Mehr als eine Million Euro für eine Entlassung. Das Oberlandesgericht der Balearen in Palma de Mallorca hat die Touristikgruppe TUI dazu verurteilt, einem Manager eine der höchsten Entschädigungen für eine ungerechtfertigte Entlassung zu zahlen. So berichtet es diesen Sonntag die MM-Schwesterzeitung „Ultima Hora”. Das Urteil hat neben der Höhe der Entschädigung eine weitere Besonderheit: Der leitende Angestellte hat nie in Spanien gearbeitet. Fast zwei Jahrzehnte lang war er in verantwortlichen Positionen im Konzern tätig: in der Dominikanischen Republik, Brasilien, den Vereinigten Staaten und schließlich in Singapur. Er rotierte durch verschiedene Unternehmen, bis er 2015 formell entlassen wurde. Grund: Er hatte sich geweigert, zu einer Sitzung in Palma zu erscheinen, als er in dem asiatischen Stadtstaat stationiert war.

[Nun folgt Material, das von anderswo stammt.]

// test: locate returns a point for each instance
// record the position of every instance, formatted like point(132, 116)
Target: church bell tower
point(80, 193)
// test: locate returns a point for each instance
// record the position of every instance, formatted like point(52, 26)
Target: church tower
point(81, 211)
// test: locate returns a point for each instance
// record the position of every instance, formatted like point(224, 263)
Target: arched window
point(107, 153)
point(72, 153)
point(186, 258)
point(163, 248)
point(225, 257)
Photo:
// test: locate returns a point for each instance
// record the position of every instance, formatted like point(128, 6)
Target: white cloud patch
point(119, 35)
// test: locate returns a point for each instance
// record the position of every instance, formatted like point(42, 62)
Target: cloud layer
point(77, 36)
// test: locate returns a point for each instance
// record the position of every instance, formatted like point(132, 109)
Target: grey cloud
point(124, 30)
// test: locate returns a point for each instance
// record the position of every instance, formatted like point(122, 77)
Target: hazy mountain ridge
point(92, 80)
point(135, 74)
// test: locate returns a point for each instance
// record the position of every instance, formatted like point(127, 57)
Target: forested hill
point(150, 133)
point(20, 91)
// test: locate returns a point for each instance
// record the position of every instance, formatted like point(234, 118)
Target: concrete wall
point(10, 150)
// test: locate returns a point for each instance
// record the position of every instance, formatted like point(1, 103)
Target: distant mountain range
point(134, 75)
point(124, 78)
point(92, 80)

Der Fall war zudem besonders verworren. Jahrelang war der Rechtsstreit offen. Erst 2021 entschied der Obersten Gerichtshof, dass die spanischen Gerichte für die Entlassung zuständig sind. In der Urteilsbegründung hieß es, dass von den verschiedenen Verträgen, die der geschasste Manager unterzeichnet hatte, der wichtigste im Jahr 2011 in Palma unterschrieben worden war. Alles Weitere musste erst noch geklärt werden, einschließlich der Frage, ob die Entlassung gültig war oder nicht und welches Recht anzuwenden war, das spanische oder das in Singapur.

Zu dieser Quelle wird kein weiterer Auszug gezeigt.